A young Indian woman, of a Brazilian tribe, heard her father tell of the old belief of a God-Soldier, frightful but beautiful and powerful, who lived in the Moon. As time went by she believed in the legend and fell in love with the Soldier of the Moon and, after that, no young person of her tribe was considered deserving of her affection. The efforts of her family to marry her with a respected and noble young person proved to be unfruitful. The young Indian women waited patiently when the Moon was not completely full. And when the moon appeared splendid, fulfilling each lunar cycle, she remained hours and hours wide-awake, watching the sky, hoping to see the face of the imaginary lover. Often she was seen running through the jungle, with outstretched arms, trying to grasp rays from the Moon and to embrace the soldier.

But to embrace the lunar rays was, then as now, a hopeless task and the great love of her life continued to be an unattainable dream. Her father, their relatives and their friends tried with desperation to convince her that her passion was a mere illusion. The months passed and she persisted in looking for the rays of the Moon without managing to approach the loved one. But one night completely clear, in which the Moon shone like never before over highest jacarandas and in a sky without clouds, the young Indian went to the forest, this time with the firm determination to embrace the Soldier of the Moon and to have him for always.
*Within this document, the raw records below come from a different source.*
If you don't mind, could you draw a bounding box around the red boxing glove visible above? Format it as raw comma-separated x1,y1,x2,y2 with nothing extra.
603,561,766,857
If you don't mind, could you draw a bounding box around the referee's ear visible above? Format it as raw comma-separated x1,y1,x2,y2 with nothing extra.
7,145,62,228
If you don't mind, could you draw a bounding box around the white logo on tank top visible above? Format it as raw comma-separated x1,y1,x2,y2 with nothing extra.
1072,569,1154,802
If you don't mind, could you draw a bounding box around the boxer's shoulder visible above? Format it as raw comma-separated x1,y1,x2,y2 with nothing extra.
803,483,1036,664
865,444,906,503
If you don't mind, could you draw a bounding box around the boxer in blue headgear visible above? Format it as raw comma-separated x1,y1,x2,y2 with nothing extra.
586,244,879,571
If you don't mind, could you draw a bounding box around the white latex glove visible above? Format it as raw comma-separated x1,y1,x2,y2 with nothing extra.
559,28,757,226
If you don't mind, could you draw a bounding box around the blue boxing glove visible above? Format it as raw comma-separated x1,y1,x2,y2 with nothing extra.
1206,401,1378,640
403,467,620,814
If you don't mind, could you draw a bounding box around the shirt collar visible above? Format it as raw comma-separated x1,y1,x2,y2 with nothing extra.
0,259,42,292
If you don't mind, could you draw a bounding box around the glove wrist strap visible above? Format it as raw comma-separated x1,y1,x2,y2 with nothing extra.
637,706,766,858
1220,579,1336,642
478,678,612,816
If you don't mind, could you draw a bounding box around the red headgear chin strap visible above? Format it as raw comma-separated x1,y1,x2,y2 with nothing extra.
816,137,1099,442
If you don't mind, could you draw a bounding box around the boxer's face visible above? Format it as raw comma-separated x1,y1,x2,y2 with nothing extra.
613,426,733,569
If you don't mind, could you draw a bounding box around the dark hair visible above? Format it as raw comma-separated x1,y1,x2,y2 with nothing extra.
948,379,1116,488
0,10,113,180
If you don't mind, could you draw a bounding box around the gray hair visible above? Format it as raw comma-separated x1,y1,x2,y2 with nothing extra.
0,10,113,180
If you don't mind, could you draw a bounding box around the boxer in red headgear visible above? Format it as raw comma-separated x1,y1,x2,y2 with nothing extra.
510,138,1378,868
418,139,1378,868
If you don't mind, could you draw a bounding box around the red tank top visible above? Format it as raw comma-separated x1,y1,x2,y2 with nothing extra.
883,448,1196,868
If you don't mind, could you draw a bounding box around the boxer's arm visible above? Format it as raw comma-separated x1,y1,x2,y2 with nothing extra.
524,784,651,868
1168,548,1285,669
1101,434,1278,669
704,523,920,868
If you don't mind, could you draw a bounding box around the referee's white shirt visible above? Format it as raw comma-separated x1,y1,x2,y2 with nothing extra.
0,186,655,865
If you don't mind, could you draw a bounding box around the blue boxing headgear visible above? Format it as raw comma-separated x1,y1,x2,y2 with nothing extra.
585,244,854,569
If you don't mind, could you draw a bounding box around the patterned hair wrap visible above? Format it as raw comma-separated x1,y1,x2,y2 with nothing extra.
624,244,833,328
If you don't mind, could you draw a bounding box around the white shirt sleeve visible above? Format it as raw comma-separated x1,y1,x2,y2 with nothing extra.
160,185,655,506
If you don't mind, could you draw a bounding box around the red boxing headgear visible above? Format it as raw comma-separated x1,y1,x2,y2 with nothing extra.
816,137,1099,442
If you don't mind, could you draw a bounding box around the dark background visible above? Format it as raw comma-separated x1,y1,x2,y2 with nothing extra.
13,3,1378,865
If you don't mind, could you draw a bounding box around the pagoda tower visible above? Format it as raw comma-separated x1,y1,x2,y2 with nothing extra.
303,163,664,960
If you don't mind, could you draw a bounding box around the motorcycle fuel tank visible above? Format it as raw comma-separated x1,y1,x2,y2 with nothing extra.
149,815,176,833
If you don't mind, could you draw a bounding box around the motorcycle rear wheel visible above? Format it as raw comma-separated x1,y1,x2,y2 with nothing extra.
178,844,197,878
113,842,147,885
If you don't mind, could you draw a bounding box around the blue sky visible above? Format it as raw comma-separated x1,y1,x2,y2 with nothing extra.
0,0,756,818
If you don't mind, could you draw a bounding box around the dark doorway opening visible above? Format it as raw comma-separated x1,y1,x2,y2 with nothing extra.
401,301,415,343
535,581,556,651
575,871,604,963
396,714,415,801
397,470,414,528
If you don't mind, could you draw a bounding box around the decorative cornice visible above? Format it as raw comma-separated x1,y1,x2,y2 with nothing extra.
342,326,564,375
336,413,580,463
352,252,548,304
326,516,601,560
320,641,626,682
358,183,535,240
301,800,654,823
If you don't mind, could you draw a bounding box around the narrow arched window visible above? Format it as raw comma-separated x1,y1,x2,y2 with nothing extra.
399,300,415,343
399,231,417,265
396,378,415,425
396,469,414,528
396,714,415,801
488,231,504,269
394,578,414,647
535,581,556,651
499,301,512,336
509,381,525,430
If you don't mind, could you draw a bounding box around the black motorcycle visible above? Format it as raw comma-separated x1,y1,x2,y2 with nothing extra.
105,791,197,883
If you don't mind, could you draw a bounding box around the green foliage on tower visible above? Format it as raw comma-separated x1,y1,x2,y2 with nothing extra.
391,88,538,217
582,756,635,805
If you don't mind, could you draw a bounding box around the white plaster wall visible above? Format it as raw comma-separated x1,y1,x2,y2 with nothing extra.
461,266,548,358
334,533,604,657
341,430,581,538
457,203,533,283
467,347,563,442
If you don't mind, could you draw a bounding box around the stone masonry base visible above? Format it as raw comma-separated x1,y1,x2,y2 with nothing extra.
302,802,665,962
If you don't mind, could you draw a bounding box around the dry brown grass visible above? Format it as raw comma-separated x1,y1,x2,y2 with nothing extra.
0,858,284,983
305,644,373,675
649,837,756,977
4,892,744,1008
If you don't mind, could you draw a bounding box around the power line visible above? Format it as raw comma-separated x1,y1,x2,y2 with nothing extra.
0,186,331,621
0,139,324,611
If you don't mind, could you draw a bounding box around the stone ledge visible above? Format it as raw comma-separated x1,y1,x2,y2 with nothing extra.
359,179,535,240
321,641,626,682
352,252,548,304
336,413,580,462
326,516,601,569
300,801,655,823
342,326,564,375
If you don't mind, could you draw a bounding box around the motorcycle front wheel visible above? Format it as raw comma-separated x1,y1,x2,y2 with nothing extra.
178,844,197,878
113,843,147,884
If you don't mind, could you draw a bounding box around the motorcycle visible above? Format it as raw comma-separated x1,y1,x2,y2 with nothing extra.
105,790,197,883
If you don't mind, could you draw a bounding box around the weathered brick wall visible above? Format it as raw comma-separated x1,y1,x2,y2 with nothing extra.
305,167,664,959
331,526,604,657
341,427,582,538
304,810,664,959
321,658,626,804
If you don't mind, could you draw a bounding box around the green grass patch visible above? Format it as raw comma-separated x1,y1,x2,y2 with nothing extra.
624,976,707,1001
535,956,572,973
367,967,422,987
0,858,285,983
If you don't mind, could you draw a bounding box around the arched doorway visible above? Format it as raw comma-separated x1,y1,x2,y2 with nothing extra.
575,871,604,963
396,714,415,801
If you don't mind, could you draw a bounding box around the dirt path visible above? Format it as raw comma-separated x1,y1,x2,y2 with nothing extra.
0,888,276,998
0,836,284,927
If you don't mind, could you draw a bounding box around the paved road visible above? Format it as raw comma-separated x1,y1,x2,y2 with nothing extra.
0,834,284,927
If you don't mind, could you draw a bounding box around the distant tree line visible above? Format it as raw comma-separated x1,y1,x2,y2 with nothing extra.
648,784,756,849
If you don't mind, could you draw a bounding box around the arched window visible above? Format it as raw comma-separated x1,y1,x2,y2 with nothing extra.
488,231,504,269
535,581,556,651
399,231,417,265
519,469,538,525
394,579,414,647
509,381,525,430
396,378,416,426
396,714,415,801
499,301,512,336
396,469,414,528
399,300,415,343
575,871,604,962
She ran into the forest, far from her town, and arrived at a lagoon that seemed a mirror where the shining reflected Moon was seen. "Finally" she thought, "My loved one has descended to the Earth to bathe in the pool." Without doubting at all, she entered into the water in search of the encounter, but it was an illusion. As she discovered her error, life left her. The young poor woman drowned in the solitary lagoon of the forest, far from her town, her relatives, her friends.

But the story does not finish there: The Soldier of the Moon, tells the legend, did really exist, and he felt pity for the beautiful young Indian who had loved him so much until dying in the desperation of desire to embrace him. With much remorse but without the power to return her to life he turned her into an Earth star. He transformed her into a star of the Amazon River sweet waters. The star is now an enormous flower that reigns as queen of all the aquatic plants. The young Indian was transformed into a gigantic aquatic plant, the Victoria amazonica, whose flowers are opened completely only at night. There is one saying that Victoria amazonica only unfolds its flowers in all its splendor on fully moonlit nights, when the sky that covers the Amazonian forest completely is clean and particularly clear. Who can say that it is not certain?